The xanthophyll cycle takes place, along with other photopigment reactions, in the membranes of thylakoids within chloroplasts. Antheraxanthin provides more heat and light stability (via NPQ) to the thylakoid membranes than violaxanthin, but less than zeaxanthin.

Xanthophyll cycle reactions, where antheraxanthin is an intermediate stage, are usually responses to changes in light or radiation exposure, which cause changes in the internal pH of thylakoids. Lessening or heightening photoprotection through the xanthophyll cycle allows plants to regulate their own light uptake for photosynthesis.

The majority of chloroplasts are located in a plant's mesophyll tissue cells, just below the epidermis (surface) layer of leaves and stems. Since thylakoids are contained within chloroplasts, antheraxanthin and other photopigments are in their highest concentrations in the leaves of plants under high solar radiation or light/heat exposure.

A high-altitude study with dandelions (Taraxacum officinale) in the Andes Mountains found overall high rates of antheraxanthin accumulation in highly exposed leaves on a NW-facing slope at 1600 meter and even higher rates on a summit at 3600 meter.

== Enzymes and reactions ==

Antheraxanthin is a partially de-epoxidized (see de-epoxidation) form of violaxanthin. One of violaxanthin's two epoxide groups are removed from its chemical structure to generate antheraxanthin.

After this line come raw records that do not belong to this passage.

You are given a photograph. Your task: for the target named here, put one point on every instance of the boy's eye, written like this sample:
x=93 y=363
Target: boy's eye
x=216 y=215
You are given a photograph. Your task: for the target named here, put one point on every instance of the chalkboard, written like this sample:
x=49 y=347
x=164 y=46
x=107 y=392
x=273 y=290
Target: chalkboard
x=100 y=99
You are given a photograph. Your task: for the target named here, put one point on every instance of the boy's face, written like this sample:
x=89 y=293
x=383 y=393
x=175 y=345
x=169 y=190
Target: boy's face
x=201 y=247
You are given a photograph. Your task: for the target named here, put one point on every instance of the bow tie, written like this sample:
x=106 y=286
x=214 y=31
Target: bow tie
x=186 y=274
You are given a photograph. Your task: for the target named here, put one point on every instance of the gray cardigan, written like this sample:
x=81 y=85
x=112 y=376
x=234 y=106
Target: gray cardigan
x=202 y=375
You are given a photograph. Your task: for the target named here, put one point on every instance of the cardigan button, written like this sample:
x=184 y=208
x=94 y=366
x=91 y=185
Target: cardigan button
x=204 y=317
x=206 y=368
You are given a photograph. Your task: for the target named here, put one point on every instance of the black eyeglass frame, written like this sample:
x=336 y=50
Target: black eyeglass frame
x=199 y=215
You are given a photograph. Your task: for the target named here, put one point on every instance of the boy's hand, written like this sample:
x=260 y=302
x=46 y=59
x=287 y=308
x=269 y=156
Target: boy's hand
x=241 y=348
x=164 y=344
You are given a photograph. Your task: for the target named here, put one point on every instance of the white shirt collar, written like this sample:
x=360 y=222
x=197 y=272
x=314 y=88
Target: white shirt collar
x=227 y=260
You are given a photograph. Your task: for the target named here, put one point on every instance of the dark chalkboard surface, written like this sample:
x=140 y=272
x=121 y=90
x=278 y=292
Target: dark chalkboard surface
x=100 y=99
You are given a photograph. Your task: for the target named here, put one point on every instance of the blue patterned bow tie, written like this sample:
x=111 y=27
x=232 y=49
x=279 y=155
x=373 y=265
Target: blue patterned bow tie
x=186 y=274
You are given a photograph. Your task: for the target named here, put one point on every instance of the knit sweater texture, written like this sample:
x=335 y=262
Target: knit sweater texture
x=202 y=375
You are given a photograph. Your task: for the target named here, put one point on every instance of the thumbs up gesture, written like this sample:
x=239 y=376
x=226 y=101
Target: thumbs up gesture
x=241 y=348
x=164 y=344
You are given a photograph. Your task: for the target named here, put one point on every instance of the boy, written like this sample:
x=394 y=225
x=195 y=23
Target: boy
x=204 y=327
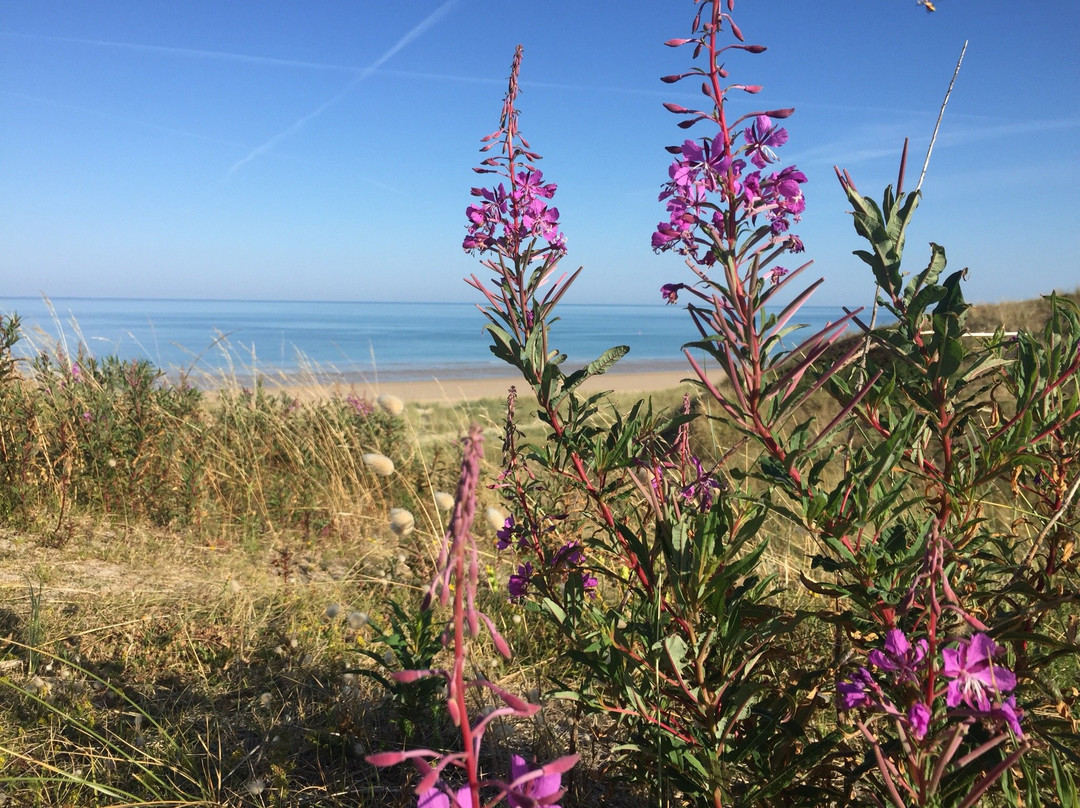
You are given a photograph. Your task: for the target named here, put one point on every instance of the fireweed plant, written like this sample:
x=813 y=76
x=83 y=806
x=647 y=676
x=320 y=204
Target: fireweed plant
x=939 y=495
x=636 y=548
x=456 y=576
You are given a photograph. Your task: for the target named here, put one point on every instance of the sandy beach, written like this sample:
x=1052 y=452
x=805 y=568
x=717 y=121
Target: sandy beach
x=456 y=391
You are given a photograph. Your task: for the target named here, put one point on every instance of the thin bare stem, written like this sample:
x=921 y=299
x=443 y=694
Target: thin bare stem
x=933 y=138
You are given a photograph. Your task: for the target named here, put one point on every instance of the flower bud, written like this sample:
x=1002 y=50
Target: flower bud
x=401 y=522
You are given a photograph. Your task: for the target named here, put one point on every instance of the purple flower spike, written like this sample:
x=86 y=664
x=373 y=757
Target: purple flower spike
x=899 y=657
x=540 y=790
x=975 y=678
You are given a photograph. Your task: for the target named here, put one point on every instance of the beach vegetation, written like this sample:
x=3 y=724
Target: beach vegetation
x=832 y=570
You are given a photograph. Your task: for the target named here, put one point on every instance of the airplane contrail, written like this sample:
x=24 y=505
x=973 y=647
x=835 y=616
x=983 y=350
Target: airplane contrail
x=298 y=124
x=190 y=52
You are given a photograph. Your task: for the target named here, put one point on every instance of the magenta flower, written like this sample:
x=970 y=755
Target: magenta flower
x=900 y=657
x=540 y=790
x=760 y=138
x=520 y=582
x=670 y=292
x=975 y=678
x=1011 y=714
x=853 y=692
x=570 y=554
x=507 y=534
x=589 y=583
x=918 y=719
x=778 y=273
x=436 y=798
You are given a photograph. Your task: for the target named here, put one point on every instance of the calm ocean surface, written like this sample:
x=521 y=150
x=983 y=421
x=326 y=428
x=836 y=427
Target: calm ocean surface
x=358 y=340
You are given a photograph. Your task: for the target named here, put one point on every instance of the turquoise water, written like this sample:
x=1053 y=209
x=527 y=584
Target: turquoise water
x=391 y=340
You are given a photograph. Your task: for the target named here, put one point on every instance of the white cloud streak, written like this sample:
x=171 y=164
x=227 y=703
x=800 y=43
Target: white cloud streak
x=185 y=52
x=417 y=31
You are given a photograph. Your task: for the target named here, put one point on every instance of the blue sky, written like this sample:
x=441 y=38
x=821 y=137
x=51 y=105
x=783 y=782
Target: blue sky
x=323 y=150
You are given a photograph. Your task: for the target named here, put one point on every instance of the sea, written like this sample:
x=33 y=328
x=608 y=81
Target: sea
x=353 y=341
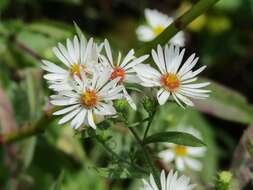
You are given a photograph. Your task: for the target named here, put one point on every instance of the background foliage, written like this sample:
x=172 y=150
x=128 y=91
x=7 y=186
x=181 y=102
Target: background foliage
x=60 y=159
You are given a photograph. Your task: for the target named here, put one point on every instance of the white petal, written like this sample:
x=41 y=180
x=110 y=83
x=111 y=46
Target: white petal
x=108 y=51
x=129 y=99
x=196 y=151
x=180 y=163
x=136 y=62
x=65 y=110
x=145 y=33
x=91 y=120
x=69 y=116
x=129 y=57
x=184 y=99
x=53 y=68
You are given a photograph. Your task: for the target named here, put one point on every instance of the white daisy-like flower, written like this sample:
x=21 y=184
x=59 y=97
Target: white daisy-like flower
x=184 y=155
x=88 y=98
x=174 y=78
x=156 y=24
x=170 y=182
x=123 y=69
x=78 y=57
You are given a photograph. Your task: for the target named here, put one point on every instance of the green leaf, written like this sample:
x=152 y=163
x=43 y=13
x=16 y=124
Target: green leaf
x=57 y=185
x=117 y=172
x=27 y=148
x=227 y=104
x=180 y=138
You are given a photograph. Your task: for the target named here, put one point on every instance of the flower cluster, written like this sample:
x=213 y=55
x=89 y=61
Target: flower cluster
x=89 y=79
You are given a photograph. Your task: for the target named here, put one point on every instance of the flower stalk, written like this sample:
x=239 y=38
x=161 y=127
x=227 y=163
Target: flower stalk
x=147 y=156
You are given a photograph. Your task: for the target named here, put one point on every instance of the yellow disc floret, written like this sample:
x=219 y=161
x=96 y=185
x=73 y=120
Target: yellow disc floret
x=89 y=99
x=170 y=82
x=75 y=69
x=158 y=30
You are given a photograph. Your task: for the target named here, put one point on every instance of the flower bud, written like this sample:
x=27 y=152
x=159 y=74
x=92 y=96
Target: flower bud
x=121 y=105
x=149 y=105
x=224 y=180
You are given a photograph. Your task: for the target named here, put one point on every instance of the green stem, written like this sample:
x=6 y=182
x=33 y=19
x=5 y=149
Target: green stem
x=147 y=157
x=109 y=150
x=180 y=23
x=148 y=126
x=138 y=123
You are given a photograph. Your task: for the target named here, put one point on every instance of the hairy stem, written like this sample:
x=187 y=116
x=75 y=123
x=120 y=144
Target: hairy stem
x=180 y=23
x=147 y=157
x=148 y=126
x=114 y=154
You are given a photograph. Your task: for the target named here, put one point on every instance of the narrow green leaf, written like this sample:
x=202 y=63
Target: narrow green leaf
x=227 y=104
x=175 y=137
x=116 y=172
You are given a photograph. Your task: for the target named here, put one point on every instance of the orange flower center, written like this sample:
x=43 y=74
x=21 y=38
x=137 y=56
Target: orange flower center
x=170 y=82
x=180 y=150
x=118 y=72
x=158 y=30
x=75 y=69
x=89 y=99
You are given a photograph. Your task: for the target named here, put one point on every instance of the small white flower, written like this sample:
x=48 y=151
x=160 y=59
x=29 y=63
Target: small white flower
x=88 y=98
x=184 y=155
x=170 y=182
x=173 y=78
x=123 y=69
x=156 y=23
x=78 y=57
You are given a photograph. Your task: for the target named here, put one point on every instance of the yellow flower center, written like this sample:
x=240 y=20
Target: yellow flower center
x=158 y=30
x=180 y=150
x=118 y=72
x=170 y=82
x=89 y=99
x=75 y=69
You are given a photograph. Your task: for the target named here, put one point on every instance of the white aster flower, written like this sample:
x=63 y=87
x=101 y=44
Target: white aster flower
x=156 y=24
x=184 y=155
x=170 y=182
x=123 y=69
x=88 y=98
x=78 y=57
x=174 y=78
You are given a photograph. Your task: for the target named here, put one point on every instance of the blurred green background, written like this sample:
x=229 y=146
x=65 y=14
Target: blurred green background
x=59 y=158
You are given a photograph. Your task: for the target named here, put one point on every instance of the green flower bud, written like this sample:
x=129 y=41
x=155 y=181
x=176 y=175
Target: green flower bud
x=224 y=180
x=149 y=105
x=121 y=105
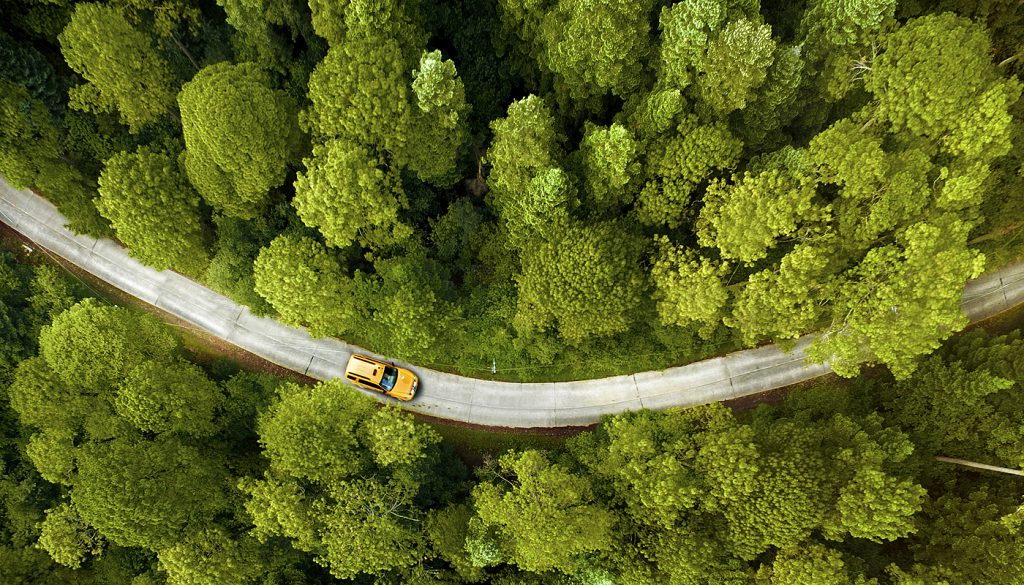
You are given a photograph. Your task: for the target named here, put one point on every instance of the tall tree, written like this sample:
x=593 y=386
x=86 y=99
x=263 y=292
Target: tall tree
x=583 y=281
x=241 y=136
x=154 y=210
x=305 y=285
x=546 y=515
x=438 y=120
x=349 y=195
x=122 y=68
x=901 y=300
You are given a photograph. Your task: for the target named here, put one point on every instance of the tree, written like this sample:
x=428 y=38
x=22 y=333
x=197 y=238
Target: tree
x=932 y=74
x=241 y=136
x=176 y=397
x=117 y=341
x=123 y=70
x=293 y=432
x=339 y=504
x=305 y=285
x=31 y=155
x=547 y=514
x=785 y=301
x=688 y=288
x=810 y=563
x=213 y=555
x=735 y=66
x=951 y=409
x=439 y=119
x=583 y=280
x=610 y=166
x=348 y=194
x=744 y=219
x=678 y=163
x=359 y=92
x=525 y=144
x=596 y=46
x=901 y=300
x=146 y=493
x=154 y=210
x=69 y=540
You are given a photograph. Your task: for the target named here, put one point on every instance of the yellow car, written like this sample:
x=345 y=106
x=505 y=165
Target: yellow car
x=378 y=376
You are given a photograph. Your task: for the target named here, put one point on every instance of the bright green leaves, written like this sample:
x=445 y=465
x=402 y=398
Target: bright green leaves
x=123 y=70
x=146 y=493
x=240 y=134
x=901 y=300
x=395 y=439
x=305 y=284
x=784 y=302
x=154 y=210
x=438 y=121
x=878 y=506
x=525 y=144
x=546 y=515
x=328 y=489
x=809 y=563
x=175 y=397
x=596 y=46
x=359 y=93
x=678 y=164
x=610 y=166
x=736 y=64
x=69 y=540
x=933 y=74
x=745 y=218
x=582 y=280
x=96 y=346
x=688 y=288
x=312 y=432
x=348 y=195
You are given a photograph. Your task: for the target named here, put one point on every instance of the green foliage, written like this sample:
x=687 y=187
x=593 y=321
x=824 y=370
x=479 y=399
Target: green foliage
x=123 y=70
x=154 y=210
x=546 y=514
x=359 y=92
x=339 y=504
x=347 y=194
x=146 y=493
x=305 y=285
x=596 y=46
x=31 y=156
x=213 y=555
x=69 y=540
x=688 y=288
x=744 y=219
x=241 y=136
x=438 y=122
x=525 y=144
x=582 y=281
x=736 y=64
x=117 y=341
x=610 y=168
x=901 y=300
x=783 y=302
x=810 y=563
x=176 y=397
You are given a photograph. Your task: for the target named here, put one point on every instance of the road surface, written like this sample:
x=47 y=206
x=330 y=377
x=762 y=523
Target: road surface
x=448 y=395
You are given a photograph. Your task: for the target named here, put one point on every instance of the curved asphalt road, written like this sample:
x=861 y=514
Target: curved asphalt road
x=448 y=395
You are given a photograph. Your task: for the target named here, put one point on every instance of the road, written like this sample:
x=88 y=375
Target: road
x=446 y=395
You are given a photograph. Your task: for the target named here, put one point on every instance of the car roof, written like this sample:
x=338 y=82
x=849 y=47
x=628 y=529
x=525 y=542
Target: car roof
x=365 y=368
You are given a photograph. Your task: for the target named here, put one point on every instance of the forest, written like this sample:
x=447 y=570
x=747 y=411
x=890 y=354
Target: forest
x=124 y=461
x=565 y=187
x=568 y=187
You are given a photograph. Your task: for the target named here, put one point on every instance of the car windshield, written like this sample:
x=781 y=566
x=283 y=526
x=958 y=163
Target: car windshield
x=389 y=378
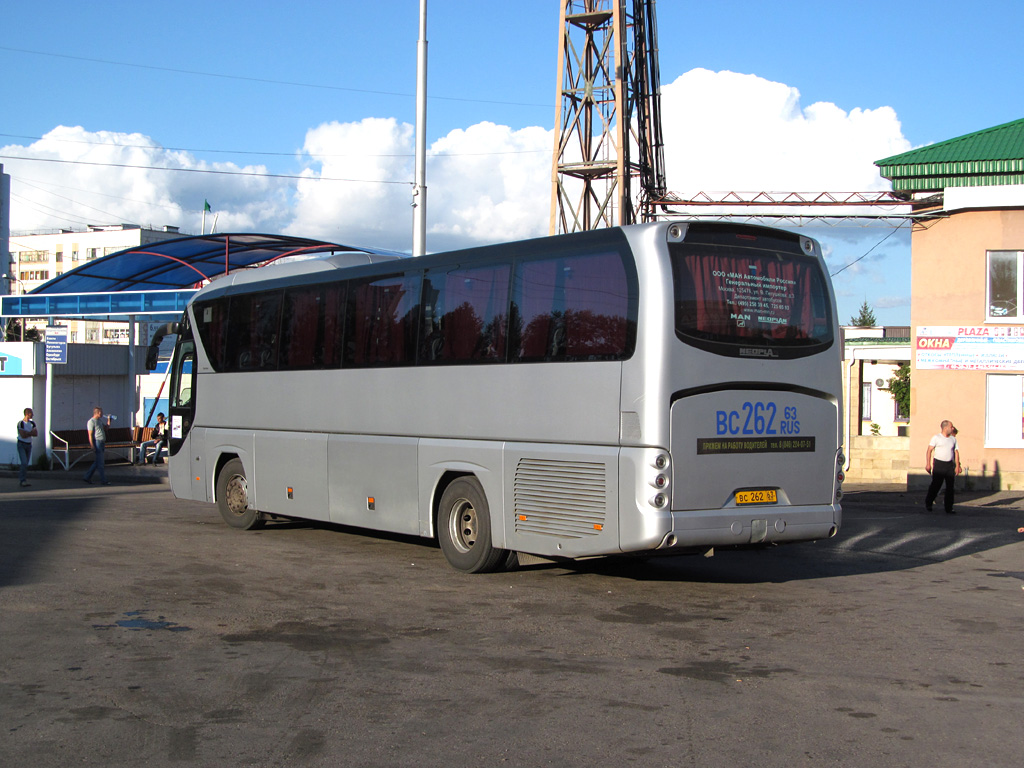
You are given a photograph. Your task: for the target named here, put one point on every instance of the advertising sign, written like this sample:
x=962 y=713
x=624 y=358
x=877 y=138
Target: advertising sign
x=56 y=344
x=970 y=348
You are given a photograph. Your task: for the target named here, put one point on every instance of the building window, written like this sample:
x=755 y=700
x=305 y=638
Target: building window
x=898 y=412
x=1004 y=411
x=1006 y=280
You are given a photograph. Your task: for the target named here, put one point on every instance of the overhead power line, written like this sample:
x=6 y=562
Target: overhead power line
x=268 y=81
x=202 y=170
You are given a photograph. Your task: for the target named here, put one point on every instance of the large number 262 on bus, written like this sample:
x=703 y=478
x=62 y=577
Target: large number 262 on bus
x=664 y=388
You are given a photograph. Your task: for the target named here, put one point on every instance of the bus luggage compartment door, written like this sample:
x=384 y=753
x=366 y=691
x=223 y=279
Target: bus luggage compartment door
x=730 y=441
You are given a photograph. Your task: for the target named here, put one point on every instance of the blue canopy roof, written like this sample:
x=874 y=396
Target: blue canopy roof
x=183 y=262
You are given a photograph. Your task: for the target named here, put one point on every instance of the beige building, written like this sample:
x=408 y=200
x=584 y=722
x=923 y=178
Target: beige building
x=967 y=309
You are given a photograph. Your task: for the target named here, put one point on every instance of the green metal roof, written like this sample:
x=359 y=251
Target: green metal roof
x=988 y=158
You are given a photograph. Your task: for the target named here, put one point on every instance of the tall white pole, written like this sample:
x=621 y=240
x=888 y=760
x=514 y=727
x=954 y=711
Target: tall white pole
x=420 y=187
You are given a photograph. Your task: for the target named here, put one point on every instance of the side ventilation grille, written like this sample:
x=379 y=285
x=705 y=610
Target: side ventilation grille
x=560 y=499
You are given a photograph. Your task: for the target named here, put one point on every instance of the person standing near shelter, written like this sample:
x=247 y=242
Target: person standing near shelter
x=942 y=462
x=26 y=431
x=97 y=439
x=159 y=442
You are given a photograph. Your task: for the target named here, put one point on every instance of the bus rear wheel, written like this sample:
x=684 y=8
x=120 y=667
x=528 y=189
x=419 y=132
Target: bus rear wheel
x=464 y=528
x=232 y=498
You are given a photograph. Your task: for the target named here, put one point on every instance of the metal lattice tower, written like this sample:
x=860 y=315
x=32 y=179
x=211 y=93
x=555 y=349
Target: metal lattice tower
x=608 y=163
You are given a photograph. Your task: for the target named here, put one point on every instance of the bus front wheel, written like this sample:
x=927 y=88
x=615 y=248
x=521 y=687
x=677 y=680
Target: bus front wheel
x=232 y=498
x=464 y=528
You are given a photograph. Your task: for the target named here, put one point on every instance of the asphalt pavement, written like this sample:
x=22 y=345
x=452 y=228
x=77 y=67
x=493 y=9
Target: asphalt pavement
x=138 y=629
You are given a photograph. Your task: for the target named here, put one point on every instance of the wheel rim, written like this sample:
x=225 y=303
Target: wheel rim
x=237 y=495
x=463 y=524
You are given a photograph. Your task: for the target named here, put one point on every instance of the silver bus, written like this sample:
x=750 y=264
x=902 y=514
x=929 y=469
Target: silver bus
x=665 y=387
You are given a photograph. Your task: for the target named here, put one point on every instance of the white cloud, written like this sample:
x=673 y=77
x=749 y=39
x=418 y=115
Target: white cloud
x=726 y=131
x=487 y=182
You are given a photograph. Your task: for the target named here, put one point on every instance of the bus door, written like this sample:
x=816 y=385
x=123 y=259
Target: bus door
x=181 y=412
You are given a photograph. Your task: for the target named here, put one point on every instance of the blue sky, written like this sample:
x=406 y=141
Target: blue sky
x=780 y=96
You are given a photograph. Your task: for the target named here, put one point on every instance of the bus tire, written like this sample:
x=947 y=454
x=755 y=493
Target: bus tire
x=232 y=498
x=464 y=528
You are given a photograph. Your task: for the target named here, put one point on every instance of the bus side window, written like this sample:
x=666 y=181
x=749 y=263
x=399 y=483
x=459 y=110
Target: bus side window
x=572 y=307
x=260 y=315
x=211 y=322
x=465 y=320
x=381 y=322
x=302 y=317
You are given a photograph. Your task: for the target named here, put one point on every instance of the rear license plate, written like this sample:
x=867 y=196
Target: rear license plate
x=766 y=496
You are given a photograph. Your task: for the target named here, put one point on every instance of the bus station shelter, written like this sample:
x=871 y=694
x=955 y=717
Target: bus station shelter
x=152 y=283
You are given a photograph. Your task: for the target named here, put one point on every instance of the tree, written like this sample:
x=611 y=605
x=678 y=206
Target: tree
x=866 y=316
x=899 y=388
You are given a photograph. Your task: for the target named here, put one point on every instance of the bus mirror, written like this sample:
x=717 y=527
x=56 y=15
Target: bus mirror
x=154 y=350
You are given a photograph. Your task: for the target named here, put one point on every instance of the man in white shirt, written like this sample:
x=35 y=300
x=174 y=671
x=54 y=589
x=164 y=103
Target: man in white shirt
x=942 y=462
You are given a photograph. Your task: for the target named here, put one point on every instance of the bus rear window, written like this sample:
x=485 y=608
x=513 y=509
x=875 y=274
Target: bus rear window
x=733 y=298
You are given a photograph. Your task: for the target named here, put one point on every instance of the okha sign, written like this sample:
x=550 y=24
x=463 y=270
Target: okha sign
x=970 y=347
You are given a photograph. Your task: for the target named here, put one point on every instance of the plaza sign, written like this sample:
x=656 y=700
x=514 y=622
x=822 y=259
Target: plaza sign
x=970 y=348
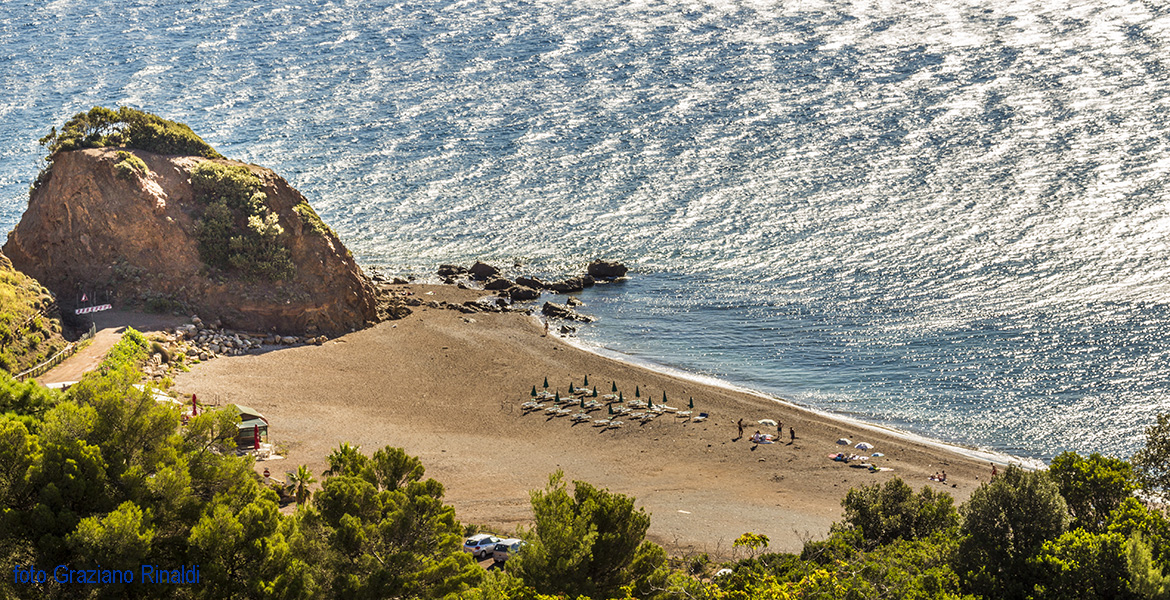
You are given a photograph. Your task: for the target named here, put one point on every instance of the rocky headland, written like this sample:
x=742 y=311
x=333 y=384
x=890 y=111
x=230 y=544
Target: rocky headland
x=132 y=235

For this reason, the xanthophyll cycle is sometimes called the violaxanthin cycle.

Violaxanthin de-epoxidase is an enzyme that reduces one epoxide group from violaxanthin into a double bond to create antheraxanthin. It also functions to create zeaxanthin, where it catalyses the reduction of two epoxide groups from violaxanthin.

Zeaxanthin epoxidase catalyses the attachment of one epoxide group to zeaxanthin to generate antheraxanthin, and two epoxide groups to generate violaxanthin.